Dir: Hisaaki Nagaoka
Star: Midori Tahara, Sayori Shiozaki (“Sawaco”), Aki Kuroda, Kazuki Nagasawa,
Ayako (Tahara) and Tamaki (Shiozaki) share a house. They don’t see much of each other, because Tamaki works nights, as a hostess in a bar, while Ayako has a more conventional job in an office. Still, they have a deep friendship, teetering on the edge of something more, as a sequence of gratuitous finger-sucking (above) makes clear. They share a bed, yet not in that way. It’s all kinda odd, and there’s a definite sense Tamaki is more committed to the relationship. Or perhaps, just should be committed, if you get my drift. Matters begin to get out of hand after Ayako’s long-absent father pays a visit, initially mistaking Tamaki for his daughter. He then goes missing, although a large, mysterious bundle then appears in the fridge…
The low budget here is apparent in a number of ways, most obviously the low-def video look to proceedings. Throw in the basically single location, plus a cast that can be counted on one hand, and we’re deep into the cheap end of horror cinema. That’s not necessarily a problem; I am, though, less inclined to forgive the poor pacing. After Dad’s visit, I was expecting things to ramp up, both dramatically and arterially. They don’t, instead opting to go into a bit of a holding pattern, save for the investigative efforts of a nosy neighbour. It’s hardly a spoiler to say, there is a lesson to be learned from her fate: if there’s a bad smell in your area, do not enter anyone’s house uninvited to investigate it. [See also: Dahmer, J]
I was confused by certain elements, such as why Ayako is so impervious to the odour, which is capable of attracting the neighbour’s attention from the street. This is, I guess, explained: your mileage may vary as to how convinced you are by the justification. We are, I’d say, near a giallo style of plot resolution, and airtight scripting was never their strength. Does the final twist make sense, when it’s revealed by the neighbour’s husband? Let’s just say, it didn’t annoy me so much as the sleeve boldly touting its “uncut” status, when by Japanese standards, this is closer to a PG-13 certificate. [And don’t confuse this with Roommate, the not dissimilarly themed Japanese film from 2013]
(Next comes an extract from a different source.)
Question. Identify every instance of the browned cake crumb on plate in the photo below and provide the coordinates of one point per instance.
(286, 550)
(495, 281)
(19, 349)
The final ten minutes do have a bloody madness to them which is satisfactory, and if you’re limited in resources, you might as well concentrate them in a memorable climax. This probably won’t overcome the underwhelming nature of the previous hour, yet at least sends the viewer away feeling like his time was not entirely wasted. Nagaoka has done a decent job of knowing his limitations, and crafting his movie to fit inside them; there’s never a point where this goes beyond its resources. On the other hand, I was left feeling the envelope could still have been pushed further, without additional expense. What results is unlikely to make much impression.